Powerful 7.8 Earthquake Strikes Mindanao, Killing at Least 32 and Triggering Tsunami Warnings
Alexis Thornton
1 hour agoA powerful 7.8 magnitude earthquake struck the southern coast of the Philippines early Monday morning, killing at least 32 people, injuring more than 200, and setting off tsunami warnings across a wide stretch of the Pacific that reached as far as Japan's Okinawa islands before being lifted later in the day.

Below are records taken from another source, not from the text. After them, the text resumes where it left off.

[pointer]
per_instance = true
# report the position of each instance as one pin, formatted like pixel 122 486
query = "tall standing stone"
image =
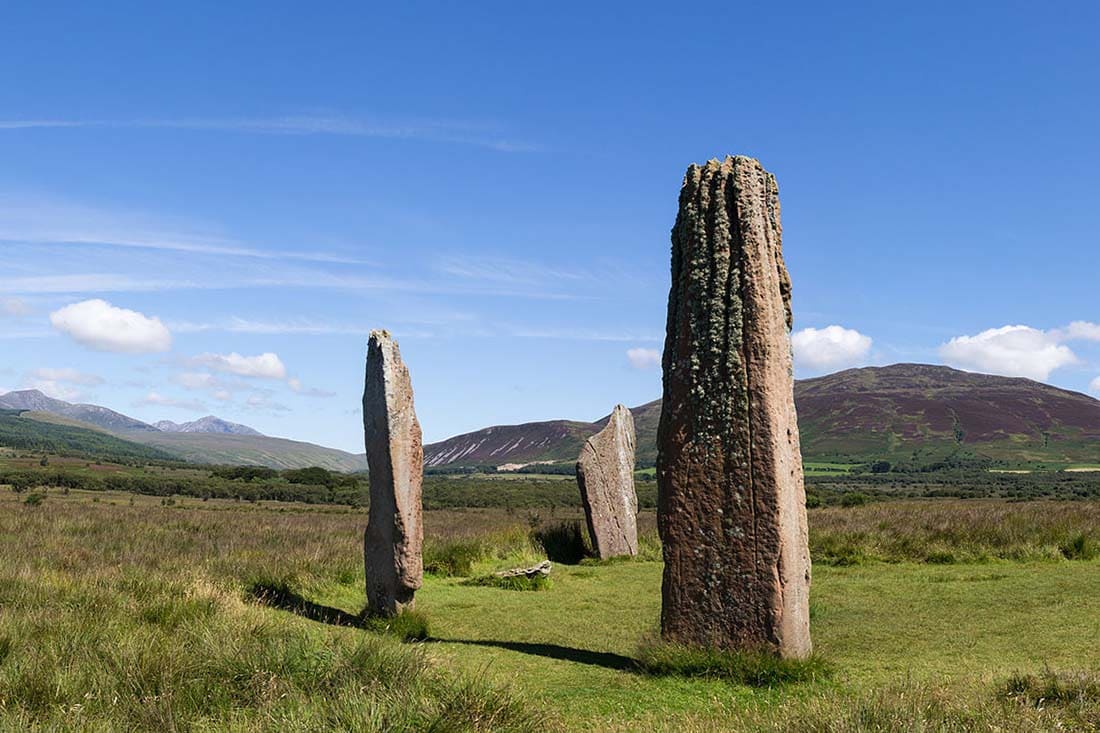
pixel 732 502
pixel 605 474
pixel 395 456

The quake struck at 7:37 a.m. local time on June 8, 2026, with its epicenter off Sarangani province in southern Mindanao, according to the United States Geological Survey. The depth was recorded at approximately 10 kilometers, making it a shallow event — the category most likely to cause significant surface damage and trigger tsunamis. Philippine seismologists confirmed it as the most powerful earthquake to hit the country since 1990.
Buildings Collapsed, Landslide Kills 14
The hardest-hit area was the coastal zone around Sarangani and the city of General Santos, a major urban center of roughly 722,000 people in southern Mindanao. Buildings cracked and collapsed across the region within seconds of the shaking beginning.
In General Santos, a multi-story building housing a Jollibee restaurant and a Love Radio studio collapsed. A donation center nearby was also destroyed. A high school in Matanao, a municipality in the Davao region, partially collapsed, though initial reports indicated no students were inside at the time.